Wow I am just so excited about how well baby has been doing! We had a little scare on Sept. 2nd when I had to be admitted to the hospital due to low fluid around the baby :( only 3.5 cm or something. I was on an IV all night and couln't eat or drink anything after midnight just in case we needed to do a cesarean... Steve was able to get off work early and be with me though so that made things much better :) I even got visitors! (Amanda, Jordon, & Ava - Grandma J. & Jeff - then mom & dad) it helped pass the time although I think some people were disappointed I got to go home the next day :)... oh well!

I've been on bedrest since then. I have to go to the Dr. & have ultrasounds twice a week & do non-stress testing twice a week. I guess its good we're nearing the end cuz that's a lot of driving!
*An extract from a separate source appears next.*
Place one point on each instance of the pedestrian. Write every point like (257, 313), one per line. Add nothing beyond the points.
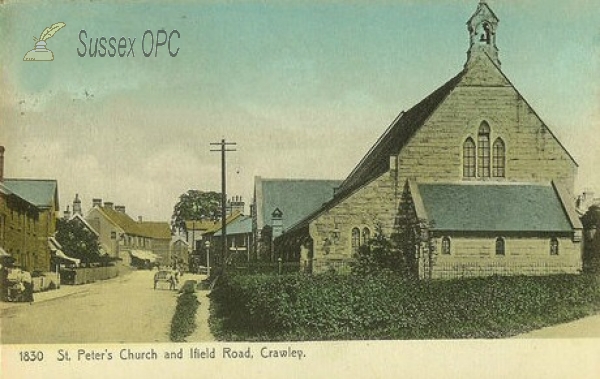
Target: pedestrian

Only 1 week until we're considered FULL TERM!!! That's the most exciting part since we were told baby would probably be early, low birth-weight, etc... we know God answers prayers tho, He is so faithful : ) Preparing ourselves for baby - the baby room is definitely NOT done yet, but Steve finished the cradle & we made it to our baby shower so that's a couple steps in the right direction! We bought a car seat & have our hospital bag packed now since we were so caught off guard last week... guess we're ready for the real thing now!
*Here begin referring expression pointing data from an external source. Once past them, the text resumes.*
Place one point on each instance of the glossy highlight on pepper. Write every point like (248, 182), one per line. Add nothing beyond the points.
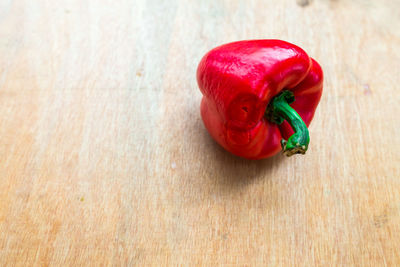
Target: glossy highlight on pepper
(259, 96)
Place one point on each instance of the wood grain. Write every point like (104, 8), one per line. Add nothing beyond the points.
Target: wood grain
(104, 160)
Wednesday, September 1, 2010

34 weeks & nervous...

Had a rough afternoon a couple days ago. Was doing some reading on cesarean births and just reading through the details of it made me feel so anxious & concerned I actually started to cry. When Steve got home from work I was sitting on the couch staring at this book with tears streaming... of course he helped me through it, but I just really REALLY did not anticipate the likelihood of a cesarean. I've dreamed of having a baby & being a mother my whole life... surgery wasn't really part of that dream :( I know the health of baby is the most important thing... but the delivery IS still important to me. My greatest fear is probably that they won't allow me to hold our baby immediately after the birth because of some lame hospital protocal... I told Steve we had better bring our own kleenex along so my nose doesn't fall off... Still praying for baby to flip and the doctors to say I can deliver naturally! I have a Dr. appointment and an ultrasound tomorrow morning so we'll see how baby is presenting (please God...)

Tuesday, August 24, 2010

Words U Don't Want To Hear

I guess my ultrasound tech has been trying to get ahold of me since my last appointment. We were there August 10 & I asked her if we needed to schedule another appnt.... (since they made it sound like they wanted to keep an eye on things) & she said no. She even asked why my Dr. wanted me to have this appnt. in the first place... we were thoroughly confused because that appointment had been scheduled at our last one where they measured my cervix.

I explained this to one of her nurses today after being told that I actuall DO need to come in for another ultrasound... What??? Her reasoning was 'oh she just forgot that you had that uterine anomoly'.... she FORGOT?!?!? Wow.... Lord help me... :P Oh well, at least my 32 weeks pic is cute!